The Mudcat Café TM
Thread #58772   Message #932620
Posted By: Malcolm Douglas
13-Apr-03 - 05:51 PM
Thread Name: folk song politics
Subject: RE: folk song politics
The whole issue of gender and Morris is rather complicated, and really not my field; but once the "pagan survival" fallacy is disposed of, it becomes just a question of custom and usage; purely a matter of choice for the people involved.

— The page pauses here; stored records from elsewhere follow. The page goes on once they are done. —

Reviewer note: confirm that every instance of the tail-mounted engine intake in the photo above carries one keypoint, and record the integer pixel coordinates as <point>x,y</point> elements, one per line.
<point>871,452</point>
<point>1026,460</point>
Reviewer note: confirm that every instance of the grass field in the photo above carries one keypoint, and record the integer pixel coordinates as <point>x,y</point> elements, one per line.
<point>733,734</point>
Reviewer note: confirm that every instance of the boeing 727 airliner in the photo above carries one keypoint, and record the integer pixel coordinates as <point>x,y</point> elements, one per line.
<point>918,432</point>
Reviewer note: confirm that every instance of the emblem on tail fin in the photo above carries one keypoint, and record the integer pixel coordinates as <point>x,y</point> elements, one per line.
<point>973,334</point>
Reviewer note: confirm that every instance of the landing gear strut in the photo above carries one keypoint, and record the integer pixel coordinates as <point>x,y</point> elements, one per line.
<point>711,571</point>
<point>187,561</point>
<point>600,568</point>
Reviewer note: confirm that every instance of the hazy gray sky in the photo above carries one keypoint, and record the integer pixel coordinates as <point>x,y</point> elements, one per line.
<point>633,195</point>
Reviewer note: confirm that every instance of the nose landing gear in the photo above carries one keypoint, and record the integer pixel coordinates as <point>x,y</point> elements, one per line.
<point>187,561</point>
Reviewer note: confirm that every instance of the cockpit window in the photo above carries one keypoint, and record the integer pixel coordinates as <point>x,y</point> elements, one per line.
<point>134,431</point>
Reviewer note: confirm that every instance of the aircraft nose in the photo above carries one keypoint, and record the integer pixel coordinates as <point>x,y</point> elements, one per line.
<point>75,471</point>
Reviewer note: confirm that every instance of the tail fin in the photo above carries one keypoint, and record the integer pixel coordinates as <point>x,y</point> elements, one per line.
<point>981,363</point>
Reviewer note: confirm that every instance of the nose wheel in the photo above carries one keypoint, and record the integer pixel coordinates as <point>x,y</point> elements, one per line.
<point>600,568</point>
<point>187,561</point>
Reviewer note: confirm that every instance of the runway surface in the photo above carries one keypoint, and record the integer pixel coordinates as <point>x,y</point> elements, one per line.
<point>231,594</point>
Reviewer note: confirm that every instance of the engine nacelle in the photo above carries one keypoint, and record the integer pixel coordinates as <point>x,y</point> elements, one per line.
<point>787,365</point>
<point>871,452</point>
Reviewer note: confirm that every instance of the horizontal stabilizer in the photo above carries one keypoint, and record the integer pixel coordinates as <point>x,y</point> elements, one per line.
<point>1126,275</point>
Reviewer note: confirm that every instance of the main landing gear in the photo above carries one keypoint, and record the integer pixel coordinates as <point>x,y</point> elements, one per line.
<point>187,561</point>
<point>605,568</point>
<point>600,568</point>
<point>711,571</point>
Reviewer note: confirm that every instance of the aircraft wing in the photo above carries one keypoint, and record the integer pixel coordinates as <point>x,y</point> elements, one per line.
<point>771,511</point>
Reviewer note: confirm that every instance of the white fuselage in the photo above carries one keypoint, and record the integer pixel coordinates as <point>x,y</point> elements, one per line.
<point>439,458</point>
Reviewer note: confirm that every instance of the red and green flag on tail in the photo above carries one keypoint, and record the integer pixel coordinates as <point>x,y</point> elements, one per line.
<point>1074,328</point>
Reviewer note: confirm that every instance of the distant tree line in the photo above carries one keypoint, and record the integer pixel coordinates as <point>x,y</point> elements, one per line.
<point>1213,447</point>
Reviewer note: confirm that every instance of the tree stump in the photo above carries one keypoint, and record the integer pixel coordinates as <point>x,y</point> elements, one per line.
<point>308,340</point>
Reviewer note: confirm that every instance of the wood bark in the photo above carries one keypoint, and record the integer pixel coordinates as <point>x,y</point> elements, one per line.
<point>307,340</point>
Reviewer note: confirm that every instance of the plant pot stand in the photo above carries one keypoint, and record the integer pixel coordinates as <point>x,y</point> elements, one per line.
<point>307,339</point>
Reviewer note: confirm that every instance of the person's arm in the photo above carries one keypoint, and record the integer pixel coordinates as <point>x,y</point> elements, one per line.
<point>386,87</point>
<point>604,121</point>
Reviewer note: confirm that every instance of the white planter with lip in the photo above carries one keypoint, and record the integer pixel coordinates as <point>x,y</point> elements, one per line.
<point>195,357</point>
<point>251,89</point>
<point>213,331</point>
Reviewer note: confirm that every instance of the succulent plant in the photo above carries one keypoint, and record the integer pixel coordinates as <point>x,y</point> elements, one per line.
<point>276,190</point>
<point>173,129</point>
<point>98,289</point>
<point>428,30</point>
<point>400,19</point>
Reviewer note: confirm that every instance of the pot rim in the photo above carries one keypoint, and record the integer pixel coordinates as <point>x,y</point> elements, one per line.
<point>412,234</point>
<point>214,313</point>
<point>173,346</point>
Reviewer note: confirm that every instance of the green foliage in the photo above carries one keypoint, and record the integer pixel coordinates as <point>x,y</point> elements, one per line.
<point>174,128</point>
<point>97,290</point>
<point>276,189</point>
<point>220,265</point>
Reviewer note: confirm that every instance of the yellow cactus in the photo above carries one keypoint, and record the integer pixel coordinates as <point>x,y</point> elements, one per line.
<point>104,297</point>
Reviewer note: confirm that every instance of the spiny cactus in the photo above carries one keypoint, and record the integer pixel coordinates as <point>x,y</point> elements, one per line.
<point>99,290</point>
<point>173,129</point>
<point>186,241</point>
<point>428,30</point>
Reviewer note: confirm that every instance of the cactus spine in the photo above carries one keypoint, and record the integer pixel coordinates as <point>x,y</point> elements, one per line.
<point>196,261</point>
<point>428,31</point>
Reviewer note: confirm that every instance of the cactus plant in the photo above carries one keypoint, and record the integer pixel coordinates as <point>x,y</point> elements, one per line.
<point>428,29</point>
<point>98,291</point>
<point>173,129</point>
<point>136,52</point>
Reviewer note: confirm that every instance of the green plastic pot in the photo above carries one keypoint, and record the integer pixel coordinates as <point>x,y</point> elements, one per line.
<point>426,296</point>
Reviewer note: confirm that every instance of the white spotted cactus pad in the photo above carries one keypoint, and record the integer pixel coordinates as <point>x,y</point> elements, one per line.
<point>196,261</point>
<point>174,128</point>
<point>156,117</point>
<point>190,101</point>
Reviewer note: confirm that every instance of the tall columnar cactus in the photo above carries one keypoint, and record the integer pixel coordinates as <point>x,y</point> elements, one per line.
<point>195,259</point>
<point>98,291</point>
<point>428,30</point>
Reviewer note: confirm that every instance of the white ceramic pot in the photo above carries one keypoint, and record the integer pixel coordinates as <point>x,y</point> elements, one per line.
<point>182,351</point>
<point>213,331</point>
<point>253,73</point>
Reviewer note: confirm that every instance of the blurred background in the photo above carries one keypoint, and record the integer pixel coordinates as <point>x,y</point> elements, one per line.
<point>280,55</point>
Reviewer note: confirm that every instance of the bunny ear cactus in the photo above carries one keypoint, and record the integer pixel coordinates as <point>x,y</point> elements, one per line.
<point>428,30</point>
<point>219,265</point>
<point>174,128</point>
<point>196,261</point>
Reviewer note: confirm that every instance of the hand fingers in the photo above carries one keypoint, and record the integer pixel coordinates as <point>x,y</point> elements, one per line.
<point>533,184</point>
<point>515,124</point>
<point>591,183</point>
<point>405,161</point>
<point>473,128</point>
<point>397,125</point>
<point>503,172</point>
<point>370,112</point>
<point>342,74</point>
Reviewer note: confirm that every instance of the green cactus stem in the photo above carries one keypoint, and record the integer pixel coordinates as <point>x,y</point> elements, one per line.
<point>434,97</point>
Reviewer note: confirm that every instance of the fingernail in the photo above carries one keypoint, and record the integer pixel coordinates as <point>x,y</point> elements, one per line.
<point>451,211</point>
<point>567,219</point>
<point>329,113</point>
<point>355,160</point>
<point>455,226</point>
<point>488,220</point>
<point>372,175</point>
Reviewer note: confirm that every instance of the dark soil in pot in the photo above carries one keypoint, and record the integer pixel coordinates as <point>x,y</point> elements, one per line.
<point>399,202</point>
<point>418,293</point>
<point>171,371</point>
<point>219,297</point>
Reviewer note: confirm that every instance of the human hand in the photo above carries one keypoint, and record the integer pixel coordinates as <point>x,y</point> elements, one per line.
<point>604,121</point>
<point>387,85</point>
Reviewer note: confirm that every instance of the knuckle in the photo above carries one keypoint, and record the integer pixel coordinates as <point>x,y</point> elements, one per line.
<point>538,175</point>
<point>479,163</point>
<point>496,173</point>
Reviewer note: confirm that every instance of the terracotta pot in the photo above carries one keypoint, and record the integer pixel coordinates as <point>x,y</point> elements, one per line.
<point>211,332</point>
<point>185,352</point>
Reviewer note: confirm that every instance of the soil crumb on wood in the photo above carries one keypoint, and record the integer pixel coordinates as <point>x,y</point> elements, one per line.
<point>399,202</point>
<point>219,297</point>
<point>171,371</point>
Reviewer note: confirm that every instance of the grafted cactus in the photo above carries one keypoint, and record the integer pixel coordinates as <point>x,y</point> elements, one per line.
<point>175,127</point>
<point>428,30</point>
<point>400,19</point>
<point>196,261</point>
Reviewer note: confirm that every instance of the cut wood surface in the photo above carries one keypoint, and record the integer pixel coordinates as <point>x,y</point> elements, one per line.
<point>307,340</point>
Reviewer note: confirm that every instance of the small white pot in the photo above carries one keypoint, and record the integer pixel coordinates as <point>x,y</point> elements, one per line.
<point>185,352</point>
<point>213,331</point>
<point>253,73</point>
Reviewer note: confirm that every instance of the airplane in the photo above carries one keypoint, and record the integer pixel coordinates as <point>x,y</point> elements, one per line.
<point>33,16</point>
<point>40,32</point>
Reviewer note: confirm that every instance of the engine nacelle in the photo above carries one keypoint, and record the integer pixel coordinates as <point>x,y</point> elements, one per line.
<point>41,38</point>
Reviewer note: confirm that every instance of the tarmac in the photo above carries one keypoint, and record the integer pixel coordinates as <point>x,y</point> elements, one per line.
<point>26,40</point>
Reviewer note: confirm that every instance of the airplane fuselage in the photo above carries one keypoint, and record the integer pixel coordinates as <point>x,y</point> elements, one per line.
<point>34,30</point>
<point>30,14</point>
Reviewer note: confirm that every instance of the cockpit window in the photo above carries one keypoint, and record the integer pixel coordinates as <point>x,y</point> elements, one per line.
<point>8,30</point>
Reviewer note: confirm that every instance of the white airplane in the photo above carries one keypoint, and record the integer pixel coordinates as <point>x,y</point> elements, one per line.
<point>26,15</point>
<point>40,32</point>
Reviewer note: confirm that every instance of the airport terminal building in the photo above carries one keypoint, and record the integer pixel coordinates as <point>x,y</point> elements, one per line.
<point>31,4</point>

Sharp wasn't really dogmatic about it; I think that he just wanted to reflect traditional practice, which leaned toward Morris as primarily a male pursuit; though it's a matter of record that women were sometimes involved, and were of course quite important in the continuance or revival after the Great War, when so many of the traditional dancers never came back; and those who did often no longer had the heart for it.

A useful, recent summary of Sharp's involvement with Morris is Roy Judge's Cecil Sharp and Morris 1906-1909, in The Folk Music Journal vol.8 no.2, 2002 (EFDSS, London); his relations with Mary Neal and the Espérance Club are gone into in some detail. To an extent, I suspect that the Ring and its insistence on Morris as an all-male tradition was in part a reaction against Neal (most of her dancers were women) and an attempt to return to what was seen as a more authentic approach; inevitably, Sharp was invoked as an authority for this, but he was safely out of the way by then. I don't know what his stance would have been had he still been living; neither, though, do his critics.

On the subject of Odinism, I recall reading an account -a year or two ago, I think- by a journalist who had attended a ceremony in which he was invoked. It was quite disturbing.